Deputy Bernard Durkan
I very much appreciate the Minister of State coming into the House. I know she has taken an interest in that particular subject as well, and rightly so. I thank her for the tone of the reply.
My only comment is in support in thanking the Minister of State and the Minister for Justice for bringing the matter this far.
The next important item is to bring it the rest of the way in the shortest time possible, because women who are mothers, and their children, are suffering in the meantime.
This is not one case, a dozen cases or two dozen cases; it is many. It has caught the attention of the United Nations, and rightly so, and something will have to be done about it.
The problem, as I said originally, is that it would appear to me that there is some source that I cannot identify, and the purposes of which I cannot identify, whereby a ring of steel is surrounding the mystery of what happens, and why the woman automatically should expect to lose in court.
Everybody is entitled to go to court at any time.
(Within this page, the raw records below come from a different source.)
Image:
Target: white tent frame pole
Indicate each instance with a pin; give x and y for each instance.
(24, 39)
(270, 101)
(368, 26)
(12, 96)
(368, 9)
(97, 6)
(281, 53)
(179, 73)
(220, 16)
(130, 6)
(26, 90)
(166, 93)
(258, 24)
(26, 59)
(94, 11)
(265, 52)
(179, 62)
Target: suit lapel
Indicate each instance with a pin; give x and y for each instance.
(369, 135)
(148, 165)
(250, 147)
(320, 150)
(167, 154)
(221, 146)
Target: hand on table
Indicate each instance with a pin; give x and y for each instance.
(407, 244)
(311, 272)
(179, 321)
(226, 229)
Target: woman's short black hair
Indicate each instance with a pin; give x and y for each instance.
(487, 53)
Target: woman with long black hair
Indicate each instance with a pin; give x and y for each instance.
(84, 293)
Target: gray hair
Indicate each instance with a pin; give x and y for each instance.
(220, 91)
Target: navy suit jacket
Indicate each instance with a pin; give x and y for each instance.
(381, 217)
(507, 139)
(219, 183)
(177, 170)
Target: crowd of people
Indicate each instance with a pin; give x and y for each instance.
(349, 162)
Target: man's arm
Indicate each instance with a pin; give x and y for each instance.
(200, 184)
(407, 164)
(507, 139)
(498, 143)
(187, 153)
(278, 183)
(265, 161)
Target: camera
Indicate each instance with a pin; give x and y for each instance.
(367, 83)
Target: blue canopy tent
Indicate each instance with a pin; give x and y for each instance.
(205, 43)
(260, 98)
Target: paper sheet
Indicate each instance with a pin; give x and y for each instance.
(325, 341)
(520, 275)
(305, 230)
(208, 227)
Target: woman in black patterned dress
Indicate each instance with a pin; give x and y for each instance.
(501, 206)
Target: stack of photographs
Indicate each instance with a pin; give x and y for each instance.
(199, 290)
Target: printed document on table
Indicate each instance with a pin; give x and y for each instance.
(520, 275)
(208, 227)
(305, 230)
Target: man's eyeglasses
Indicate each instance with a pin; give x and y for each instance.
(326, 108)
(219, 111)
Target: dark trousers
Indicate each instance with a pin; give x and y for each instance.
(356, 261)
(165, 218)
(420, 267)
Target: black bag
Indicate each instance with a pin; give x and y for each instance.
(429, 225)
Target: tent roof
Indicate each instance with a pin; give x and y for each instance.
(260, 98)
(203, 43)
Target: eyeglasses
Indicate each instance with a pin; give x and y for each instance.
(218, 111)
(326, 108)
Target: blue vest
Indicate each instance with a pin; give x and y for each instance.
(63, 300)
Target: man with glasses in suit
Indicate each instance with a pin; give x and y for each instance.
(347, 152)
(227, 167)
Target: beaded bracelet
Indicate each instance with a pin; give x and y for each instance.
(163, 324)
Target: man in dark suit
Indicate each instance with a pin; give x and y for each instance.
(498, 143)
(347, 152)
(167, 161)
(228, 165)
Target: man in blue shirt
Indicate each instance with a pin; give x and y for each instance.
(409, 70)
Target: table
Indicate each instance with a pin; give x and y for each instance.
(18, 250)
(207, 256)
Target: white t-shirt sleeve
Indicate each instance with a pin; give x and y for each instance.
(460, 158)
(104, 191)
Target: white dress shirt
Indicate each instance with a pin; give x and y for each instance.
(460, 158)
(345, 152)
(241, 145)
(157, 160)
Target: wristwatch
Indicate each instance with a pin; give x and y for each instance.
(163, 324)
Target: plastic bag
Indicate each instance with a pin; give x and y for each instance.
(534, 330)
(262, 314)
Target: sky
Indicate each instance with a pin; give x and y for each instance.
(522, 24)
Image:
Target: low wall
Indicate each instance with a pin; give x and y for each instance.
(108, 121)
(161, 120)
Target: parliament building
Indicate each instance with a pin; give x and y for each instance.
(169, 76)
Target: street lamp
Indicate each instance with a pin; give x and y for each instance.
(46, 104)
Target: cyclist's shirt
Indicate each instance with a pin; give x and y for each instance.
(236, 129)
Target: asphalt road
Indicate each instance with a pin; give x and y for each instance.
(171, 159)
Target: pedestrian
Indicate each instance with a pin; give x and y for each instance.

Women are going to court and expecting to lose because of their gender or because they have children, because of the advice somebody has given to the court.
A Supreme Court judge recently commented on it in a critical way, and more of that will follow. I thank the Minister of State for informing the House to the effect that she did today, and I thank the Minister for Justice for moving forward, knowing that there is a strong opposition to doing what should be done.
Deputy Mary Butler
As the Deputy will be aware, the Minister, Deputy McEntee, published the first family justice strategy in November 2022, which sets out a vision for a family justice system of the future.
This will be a system that focuses on the needs and rights of children, a system that assists their parents in making decisions that affect all of the family, and a system that makes it easier for vulnerable parents and families to get support and make informed decisions.
The strategy is foundational in nature, recognising the many issues that currently exist within the system, but outlining the steps needed to move towards a family justice system that is
streamlined and user-friendly, and which supports and protects children and their families.
The family justice strategy is an ambitious and wide-reaching strategy which aims to achieve reform through the implementation of over 50 actions across nine goals. It prioritises the need and voice of the child, containing a number of actions which stress the importance of children and their needs in a reformed family justice system, so that their voices are heard and their views considered in a most meaningful way.